The Baumgartens had lost fifty soldiers, sailors, and private security guards over the past two months—five times the normal rate for the dog days of summer. Their forces were on edge, and the summer heat fueled their propensity to lash out. Nativist pressures and vigilantism were soon to follow.
Then there was the storm barreling down on the Mid-Atlantic Province. The first hurricane of the season had already battered the Southeast Coastal Province and the Gulf Coast Province, sending more refugees north. Seven coastal cities were underwater—again. Those migrants would flood into the Mid-Atlantic Province about the same time the next wave of storms hit the coast. It would be another humanitarian disaster, with masses of homeless, displaced, and thirsty people roaming in the aftermath. Then, most likely, disease—like the outbreak that had killed Patrick’s mother when he was a boy. Followed by the looters, raiders, and possibly separatists trying to capitalize on the chaos.
The longer disorder reigned, the more tempting it would be for the Chief Regent and the Senate to intervene. The supreme charge of the Provincial Senators and Territorial Governors was to maintain order. Failing that charge had been the death knell for more than one Great Family over the years.

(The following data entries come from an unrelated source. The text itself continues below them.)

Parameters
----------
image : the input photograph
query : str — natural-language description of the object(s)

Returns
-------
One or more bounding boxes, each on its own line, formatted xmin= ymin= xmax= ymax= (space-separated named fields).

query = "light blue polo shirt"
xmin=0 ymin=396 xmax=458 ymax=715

His father’s edginess was reinforced by his conservativism. Senator Baumgarten was a firm believer in the universal mantra, “Hope for the best, prepare for the worst.” In fact, if Patrick could pick one thing that underpinned the tensions between him and his father, it would be that Patrick didn’t adequately embrace this mantra, preferring—however subtly or unconsciously—to live in the moment and enjoy the benefits their privileged position had bought them. That, to Patrick’s way of thinking, didn’t make him less capable . . . and not very much less hard working. But the difference was there. It was entrenched, and it eroded his father’s confidence in Patrick as the heir to the Baumgarten empire. That added to his father’s unease when troubles stacked up, as they were now, for Patrick’s brother Joey was still too young to assume the reins.